Original = (x+y) -a(x+y)+4

Think of (x+y) as a whole, because it's perfectly flat.

So 2 1 4 = a

So a=8

1. Let both sides be x y. According to the Pythagorean theorem: x 2 + y 2 = 10000 x y = 4800

How to solve this equation, I thought of a simple way, (x+y) 2=x 2+y 2+2xy, you know (x+y) 2=19600, and then the root number, calculate x+y, the perimeter is 2(x+y), bring it in and calculate, I say this, can you understand.

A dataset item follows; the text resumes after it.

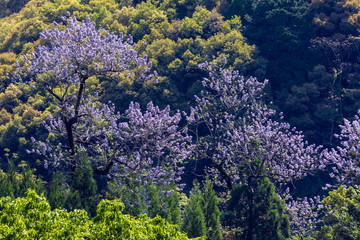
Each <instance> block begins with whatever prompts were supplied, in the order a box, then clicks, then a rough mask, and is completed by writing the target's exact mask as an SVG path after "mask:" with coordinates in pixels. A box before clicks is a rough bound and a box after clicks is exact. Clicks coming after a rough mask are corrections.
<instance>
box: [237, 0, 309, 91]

2. x 2+y 2=2500 x+y+50=120, the same is true for solving this problem, but replacing x+y with xy, I think the reason why you are asking is because you don't know how to solve this equation.

It's so simple that you ask. Pythagorean theorem has no ?。。

1. Let both sides be x y. According to the Pythagorean theorem: x 2 + y 2 = 10000 x y = 4800

Solve the equation and you're good to go.

2: Hook 3 strands 4 strings 5. You'll know the answer at a glance.

According to the Pythagorean theorem, the equation is solved again according to the Pythagorean theorem x 2+y 2=2500 x+y+50=120.

This is a one-time function, let y=kx+b substitute two points (,64)(2,60) to get k=-20 b=100, so y=-20x+100

The inverse proportional relationship decreases because x increases and y decreases.